I feel like in your case the answer isn't that simple, but do know that there is a world all around you that is waiting for you to step back into it and tackle it head on.

I was recently diagnosed with transitional depression (Whatever that means) and it is shocking because hardly exhibit any signs. I go out every day, I get about 8 hours of sleep per night, my appetite is fine, my social interaction is fine, and I go to the gym often. Sadly, doing all these things doesn't make that emptiness inside go away. I can be surrounded by my friends who love me, but I will feel completely alone because I can't tell them about this intense sadness. I get my 8 hours of sleep but every minute I'm awake and moving around the only thing I can think about is how I want to crawl under the covers and hide from the world until I can go to sleep again. I eat every meal of the day, but I have to do it mechanically and even have to set timers to tell myself to drink water, I'm in shape but working out doesn't provide the stress relief that everyone says it should. Honestly, it feels like no matter how hard we try, we simply don't deserve our place in the world, and then we see proof of that as we fail every time we have an opportunity to get back into the world.
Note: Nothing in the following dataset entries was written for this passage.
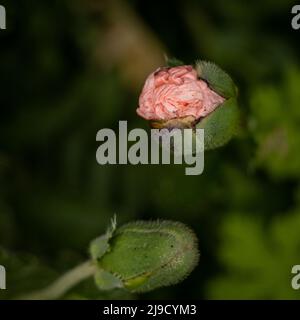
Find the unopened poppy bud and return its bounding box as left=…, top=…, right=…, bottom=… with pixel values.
left=91, top=221, right=199, bottom=292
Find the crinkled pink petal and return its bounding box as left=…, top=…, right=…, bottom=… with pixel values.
left=137, top=66, right=225, bottom=120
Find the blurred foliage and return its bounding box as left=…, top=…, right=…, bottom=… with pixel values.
left=208, top=210, right=300, bottom=299
left=0, top=0, right=300, bottom=299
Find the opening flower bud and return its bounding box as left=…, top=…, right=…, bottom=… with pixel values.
left=137, top=61, right=238, bottom=149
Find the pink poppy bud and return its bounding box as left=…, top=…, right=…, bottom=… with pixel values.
left=137, top=65, right=225, bottom=121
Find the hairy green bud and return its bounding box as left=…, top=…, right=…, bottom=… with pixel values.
left=195, top=61, right=239, bottom=150
left=90, top=221, right=199, bottom=292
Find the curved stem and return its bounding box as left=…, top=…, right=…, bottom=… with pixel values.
left=18, top=261, right=96, bottom=300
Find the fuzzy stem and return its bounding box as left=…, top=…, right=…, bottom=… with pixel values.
left=18, top=261, right=96, bottom=300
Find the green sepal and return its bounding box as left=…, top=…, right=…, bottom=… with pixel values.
left=89, top=216, right=117, bottom=261
left=94, top=269, right=123, bottom=290
left=196, top=98, right=239, bottom=150
left=195, top=60, right=237, bottom=99
left=98, top=221, right=199, bottom=292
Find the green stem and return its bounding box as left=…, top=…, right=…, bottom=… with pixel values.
left=18, top=261, right=96, bottom=300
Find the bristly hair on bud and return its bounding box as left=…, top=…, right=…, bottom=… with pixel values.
left=165, top=54, right=185, bottom=68
left=196, top=60, right=237, bottom=99
left=91, top=220, right=199, bottom=292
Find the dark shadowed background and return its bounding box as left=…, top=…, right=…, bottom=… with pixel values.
left=0, top=0, right=300, bottom=299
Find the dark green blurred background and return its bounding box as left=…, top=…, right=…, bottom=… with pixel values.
left=0, top=0, right=300, bottom=299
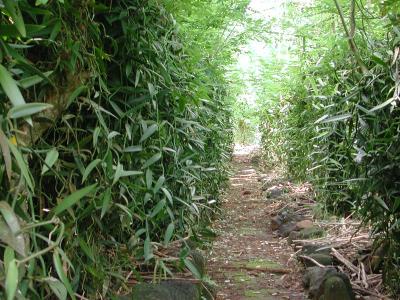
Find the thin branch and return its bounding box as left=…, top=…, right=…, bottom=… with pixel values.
left=333, top=0, right=368, bottom=74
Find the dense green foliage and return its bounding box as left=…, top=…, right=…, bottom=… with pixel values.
left=0, top=0, right=247, bottom=299
left=263, top=0, right=400, bottom=295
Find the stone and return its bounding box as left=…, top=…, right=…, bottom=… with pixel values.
left=296, top=220, right=314, bottom=230
left=130, top=280, right=200, bottom=300
left=303, top=267, right=355, bottom=300
left=270, top=215, right=284, bottom=231
left=301, top=253, right=334, bottom=267
left=267, top=187, right=285, bottom=198
left=299, top=244, right=332, bottom=256
left=270, top=210, right=302, bottom=236
left=299, top=226, right=325, bottom=240
left=320, top=274, right=355, bottom=300
left=278, top=222, right=296, bottom=237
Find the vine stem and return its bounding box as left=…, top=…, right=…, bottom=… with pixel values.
left=333, top=0, right=368, bottom=74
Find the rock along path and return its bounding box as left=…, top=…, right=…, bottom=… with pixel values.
left=208, top=149, right=306, bottom=300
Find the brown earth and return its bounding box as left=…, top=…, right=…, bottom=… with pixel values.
left=208, top=148, right=306, bottom=300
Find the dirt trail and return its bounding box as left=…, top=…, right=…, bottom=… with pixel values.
left=209, top=146, right=306, bottom=300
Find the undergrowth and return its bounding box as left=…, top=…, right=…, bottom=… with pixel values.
left=263, top=0, right=400, bottom=295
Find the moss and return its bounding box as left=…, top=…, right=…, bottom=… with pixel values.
left=244, top=289, right=276, bottom=300
left=246, top=258, right=282, bottom=269
left=232, top=272, right=253, bottom=283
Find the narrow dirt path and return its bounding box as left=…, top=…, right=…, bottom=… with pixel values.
left=209, top=151, right=306, bottom=300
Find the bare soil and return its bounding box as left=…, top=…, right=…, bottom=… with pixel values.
left=208, top=149, right=306, bottom=300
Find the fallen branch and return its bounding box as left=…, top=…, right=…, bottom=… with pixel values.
left=331, top=248, right=358, bottom=273
left=299, top=255, right=326, bottom=268
left=221, top=266, right=292, bottom=274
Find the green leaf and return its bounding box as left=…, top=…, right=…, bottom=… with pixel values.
left=183, top=258, right=201, bottom=279
left=35, top=0, right=49, bottom=6
left=153, top=175, right=165, bottom=194
left=146, top=169, right=153, bottom=190
left=150, top=199, right=165, bottom=218
left=0, top=128, right=12, bottom=181
left=0, top=64, right=25, bottom=106
left=42, top=148, right=59, bottom=175
left=124, top=146, right=143, bottom=152
left=139, top=124, right=158, bottom=143
left=112, top=163, right=124, bottom=185
left=3, top=247, right=15, bottom=273
left=315, top=114, right=351, bottom=123
left=0, top=201, right=28, bottom=257
left=161, top=188, right=173, bottom=205
left=5, top=259, right=18, bottom=300
left=79, top=238, right=96, bottom=262
left=66, top=85, right=87, bottom=108
left=164, top=223, right=175, bottom=246
left=82, top=158, right=102, bottom=183
left=7, top=140, right=34, bottom=191
left=18, top=71, right=53, bottom=89
left=52, top=183, right=97, bottom=215
left=374, top=196, right=389, bottom=211
left=142, top=153, right=161, bottom=169
left=143, top=237, right=154, bottom=261
left=8, top=102, right=53, bottom=119
left=53, top=250, right=76, bottom=300
left=369, top=98, right=395, bottom=113
left=3, top=0, right=26, bottom=37
left=100, top=188, right=111, bottom=219
left=44, top=277, right=67, bottom=300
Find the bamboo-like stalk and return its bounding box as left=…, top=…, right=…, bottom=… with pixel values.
left=333, top=0, right=368, bottom=74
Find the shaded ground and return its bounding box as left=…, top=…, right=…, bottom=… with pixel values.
left=209, top=148, right=305, bottom=300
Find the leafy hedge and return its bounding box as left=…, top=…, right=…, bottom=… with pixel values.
left=264, top=1, right=400, bottom=295
left=0, top=0, right=245, bottom=299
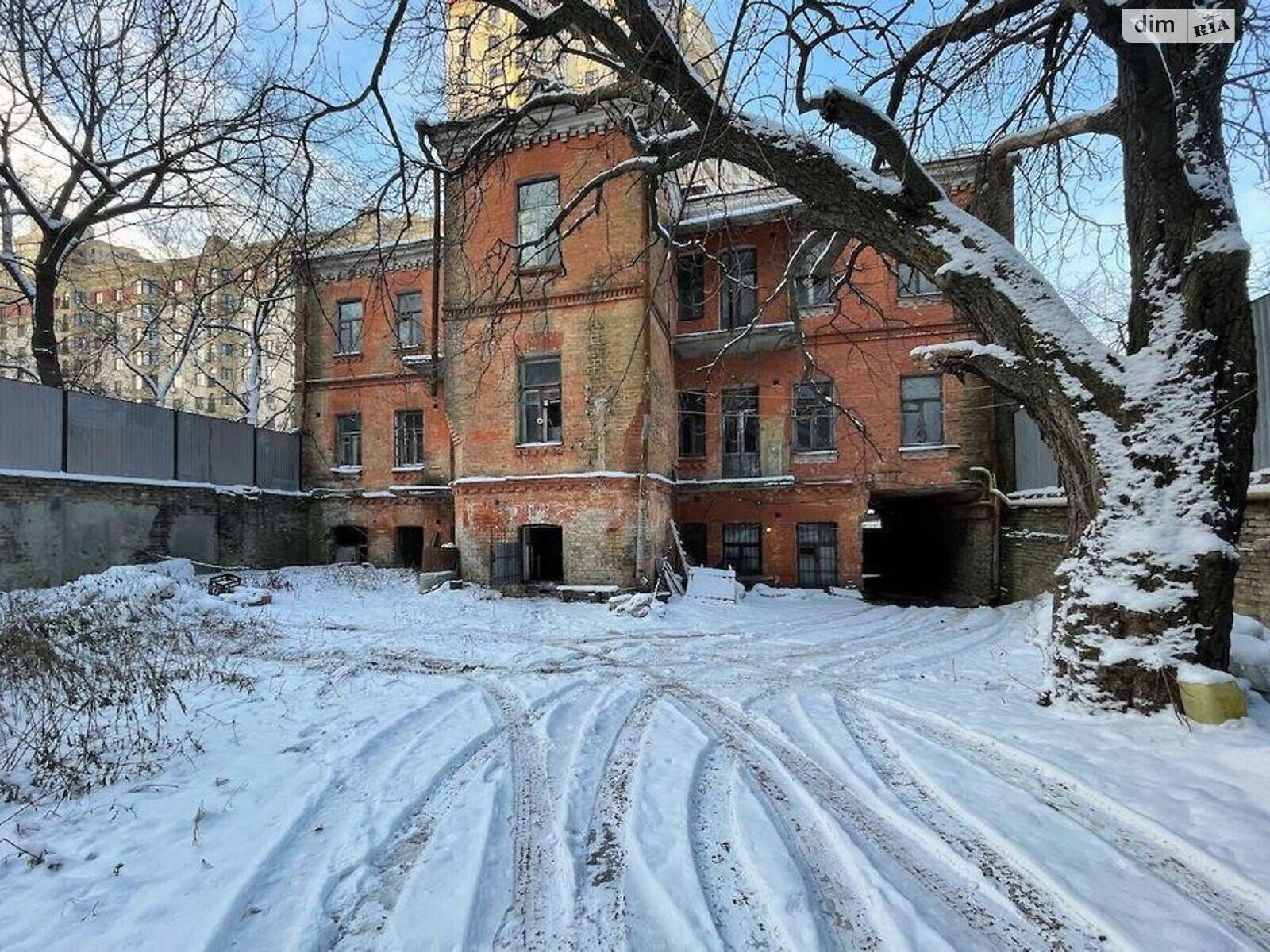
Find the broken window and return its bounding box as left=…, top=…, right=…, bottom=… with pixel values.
left=794, top=381, right=834, bottom=453
left=719, top=248, right=758, bottom=328
left=335, top=414, right=362, bottom=466
left=722, top=522, right=764, bottom=575
left=675, top=251, right=706, bottom=321
left=398, top=290, right=423, bottom=347
left=798, top=522, right=838, bottom=589
left=794, top=237, right=833, bottom=311
left=335, top=301, right=362, bottom=354
left=517, top=357, right=563, bottom=444
left=679, top=391, right=706, bottom=457
left=394, top=410, right=423, bottom=466
left=722, top=387, right=760, bottom=478
left=516, top=179, right=560, bottom=268
left=899, top=373, right=944, bottom=447
left=895, top=262, right=940, bottom=297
I may not have the answer for how to get out of this mess. But I do know that in this depression, our minds will think deeply about everything that bothers us in this world, and it won't hurt to listen for a bit and hear what our brain has to say. Maybe you're thinking, "I don't deserve this family because I can't provide for them like I'm suppose to." and then you can think of a thousand examples of how you have failed, but all of those are due to depression. There may have been one instance that started this snowball, and it may come across your mind a lot, but this instance, and all those that followed it are in the past. It may take a tremendous effort, but the next time you have a chance to break this pattern, take it, and don't be upset if you fail again. Just try, and if you fail, reflect on why you failed, and find a strategy to make sure you will have a better chance of success the next time. Maybe one issue is, "I want to get up and prepare a meal for my family." But when the moment comes, you just continue to lay there and pass up the opportunity. Make a plan to avoid doing that the next time, maybe reason that if you prepare a meal, you will open up a conversation with your family while you all eat it and can ask them about how it tastes and what it's missing. Maybe you can make the task more bearable by putting on your favorite uplifting music and maybe dance a little while you cook. Or maybe just simply tell yourself that this is something you have to do and don't give yourself the option of not doing it.
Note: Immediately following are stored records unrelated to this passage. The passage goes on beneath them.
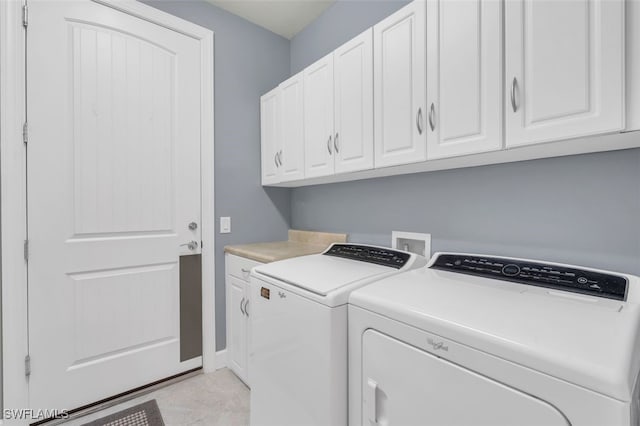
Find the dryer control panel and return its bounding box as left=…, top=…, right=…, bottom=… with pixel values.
left=431, top=254, right=628, bottom=300
left=323, top=244, right=411, bottom=269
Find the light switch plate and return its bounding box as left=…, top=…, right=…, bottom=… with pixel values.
left=391, top=231, right=431, bottom=259
left=220, top=216, right=231, bottom=234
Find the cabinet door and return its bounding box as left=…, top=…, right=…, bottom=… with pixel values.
left=373, top=0, right=427, bottom=167
left=278, top=73, right=304, bottom=182
left=426, top=0, right=503, bottom=159
left=333, top=29, right=373, bottom=173
left=260, top=88, right=280, bottom=185
left=227, top=275, right=247, bottom=381
left=505, top=0, right=624, bottom=146
left=304, top=53, right=334, bottom=178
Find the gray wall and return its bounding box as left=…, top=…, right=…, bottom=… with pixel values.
left=291, top=1, right=640, bottom=274
left=291, top=0, right=410, bottom=75
left=146, top=0, right=290, bottom=350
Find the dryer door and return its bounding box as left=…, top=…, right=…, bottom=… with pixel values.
left=362, top=330, right=569, bottom=426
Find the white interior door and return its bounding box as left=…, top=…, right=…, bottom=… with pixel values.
left=373, top=0, right=427, bottom=167
left=362, top=330, right=569, bottom=426
left=505, top=0, right=625, bottom=146
left=279, top=72, right=304, bottom=181
left=260, top=87, right=281, bottom=185
left=333, top=29, right=373, bottom=173
left=304, top=53, right=334, bottom=178
left=427, top=0, right=502, bottom=159
left=27, top=0, right=202, bottom=409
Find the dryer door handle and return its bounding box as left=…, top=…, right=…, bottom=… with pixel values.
left=364, top=379, right=378, bottom=425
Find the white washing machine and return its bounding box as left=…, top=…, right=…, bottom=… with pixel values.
left=349, top=253, right=640, bottom=426
left=249, top=244, right=426, bottom=426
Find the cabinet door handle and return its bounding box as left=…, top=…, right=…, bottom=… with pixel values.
left=511, top=77, right=518, bottom=112
left=429, top=102, right=436, bottom=132
left=364, top=379, right=378, bottom=425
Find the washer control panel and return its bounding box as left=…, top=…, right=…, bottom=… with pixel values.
left=323, top=244, right=411, bottom=269
left=431, top=254, right=628, bottom=300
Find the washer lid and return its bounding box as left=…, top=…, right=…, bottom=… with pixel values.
left=253, top=254, right=397, bottom=296
left=349, top=255, right=640, bottom=401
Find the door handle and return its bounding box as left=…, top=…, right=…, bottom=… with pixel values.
left=429, top=102, right=436, bottom=132
left=180, top=241, right=198, bottom=250
left=416, top=107, right=422, bottom=135
left=364, top=379, right=378, bottom=425
left=511, top=77, right=518, bottom=112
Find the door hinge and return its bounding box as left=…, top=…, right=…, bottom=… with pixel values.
left=24, top=355, right=31, bottom=377
left=22, top=121, right=29, bottom=143
left=22, top=4, right=29, bottom=28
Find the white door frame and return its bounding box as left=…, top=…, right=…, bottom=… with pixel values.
left=0, top=0, right=216, bottom=414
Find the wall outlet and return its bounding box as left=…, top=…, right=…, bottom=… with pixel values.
left=391, top=231, right=431, bottom=259
left=220, top=216, right=231, bottom=234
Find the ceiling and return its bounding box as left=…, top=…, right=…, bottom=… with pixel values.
left=207, top=0, right=336, bottom=40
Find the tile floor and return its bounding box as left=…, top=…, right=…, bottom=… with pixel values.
left=65, top=368, right=249, bottom=426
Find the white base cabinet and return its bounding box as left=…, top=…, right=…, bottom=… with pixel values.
left=225, top=253, right=261, bottom=386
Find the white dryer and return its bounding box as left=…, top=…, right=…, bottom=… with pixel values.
left=249, top=244, right=427, bottom=426
left=349, top=253, right=640, bottom=426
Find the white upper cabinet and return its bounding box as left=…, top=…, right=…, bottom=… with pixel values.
left=426, top=0, right=503, bottom=159
left=278, top=73, right=304, bottom=181
left=333, top=29, right=373, bottom=173
left=303, top=53, right=334, bottom=178
left=373, top=1, right=427, bottom=167
left=260, top=88, right=280, bottom=185
left=505, top=0, right=624, bottom=146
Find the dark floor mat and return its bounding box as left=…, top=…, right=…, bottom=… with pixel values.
left=82, top=399, right=164, bottom=426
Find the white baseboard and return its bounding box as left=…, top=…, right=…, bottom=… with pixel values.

I know how futile it feels, and I know even when you manage to do the right thing you still feel empty and unrewarded. But the world is still spinning, and when we try to get on our feet we aren't used to the momentum so we fall down again. But if we stop trying to get back up, we'll never get back on our feet and we'll be stuck in this rut even longer. Keep trying. When we finally succeed, there are people there that are ready to put us back where we belong. A family, a home, and the chance to make fond memories. They love you, and they will be there for you. They may not have the answer, and they may not know what to say or do, but that doesn't matter, as long as they are still there with you. So use that, and look forward to the chance to live a life with them in it. You have a bright future, so do whatever you can to enjoy it.

Again, I may not have the answer, but I'm a good listener if you would like to just let it all out from time to time. Let it out to someone who knows how it feels. Holding it in makes it worse, and letting it out to people you are close to can hurt too, but you have the whole internet here to listen, so do what you need to do to get better, and start now because it isn't going to happen overnight.